The court observed, “[t]he difficulty with the approach of the Supreme Court of Colorado is that it fails to recognize the essential link between coercive activity of the State, on the one hand, and a resulting confession by a defendant, on the other.” Further, “[t]he flaw in respondent’s constitutional argument is that it would expand [the Supreme Court’s] previous line of ‘voluntariness’ cases into a far ranging requirement that courts must divine a defendant’s motivation for speaking or acting as he did even though there be no claim that governmental conduct coerced his decision.”
“Moreover, suppressing respondent’s statements would serve absolutely no purpose in enforcing constitutional guarantees. The purpose of excluding evidence seized in violation of the Constitution is to substantially deter future violations of the Constitution. Only if we were to establish a brand new constitutional right – the right of a criminal defendant to confess to his crime only when totally rational and properly motivated – could respondent’s present claim be sustained.”

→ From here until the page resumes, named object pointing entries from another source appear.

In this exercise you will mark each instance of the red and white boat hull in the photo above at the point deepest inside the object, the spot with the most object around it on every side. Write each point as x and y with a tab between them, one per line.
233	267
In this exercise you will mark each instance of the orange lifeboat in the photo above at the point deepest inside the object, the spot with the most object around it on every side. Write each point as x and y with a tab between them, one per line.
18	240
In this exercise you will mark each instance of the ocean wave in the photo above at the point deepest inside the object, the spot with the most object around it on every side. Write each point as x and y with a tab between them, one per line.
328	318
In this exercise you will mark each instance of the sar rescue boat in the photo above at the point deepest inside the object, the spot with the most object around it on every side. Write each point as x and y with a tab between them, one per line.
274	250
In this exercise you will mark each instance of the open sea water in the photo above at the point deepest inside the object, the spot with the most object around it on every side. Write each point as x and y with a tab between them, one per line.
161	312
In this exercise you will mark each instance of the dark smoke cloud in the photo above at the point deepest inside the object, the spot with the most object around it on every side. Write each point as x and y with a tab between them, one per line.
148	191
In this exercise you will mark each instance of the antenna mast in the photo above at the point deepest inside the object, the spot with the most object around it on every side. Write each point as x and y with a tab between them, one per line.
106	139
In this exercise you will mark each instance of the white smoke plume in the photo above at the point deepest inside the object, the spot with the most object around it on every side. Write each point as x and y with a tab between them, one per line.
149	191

The majority further concluded that the state court was incorrect in finding that that “the State must bear its burden of proving waiver of these Miranda rights by ‘clear and convincing evidence.’ ” “Whenever the State bears the burden of proof in a motion to suppress a statement that the defendant claims was obtained in violation of our Miranda doctrine, the State need prove waiver only by a preponderance of the evidence.”
The Supreme Court of Colorado was also wrong in “analysis of the question whether respondent had waived his Miranda rights in this case.” The Supreme Court of Colorado was incorrect in “importing into this area of constitutional law notions of ‘free will’ that have no place there.” “The voluntariness of a waiver of this privilege has always depended on the absence of police overreaching, not on “free choice” in any broader sense of the word.” “Respondent’s perception of coercion flowing from the ‘voice of God,’ however important or significant such a perception may be in other disciplines, is a matter to which the United States Constitution does not speak.”
Dissent: Justice William Brennan (“J. Brennan”) and Justice Thurgood Marshall (“J. Marshall”) filed a dissenting opinion arguing “the use of a mentally ill person’s involuntary confession is antithetical to the notion of fundamental fairness embodied in the Due Process Clause.”

Discussion.

In this case, the court refused to expand upon the protections a defendant enjoys under the Constitution because the suppression of this type of confession would not deter law enforcements’ misdeeds.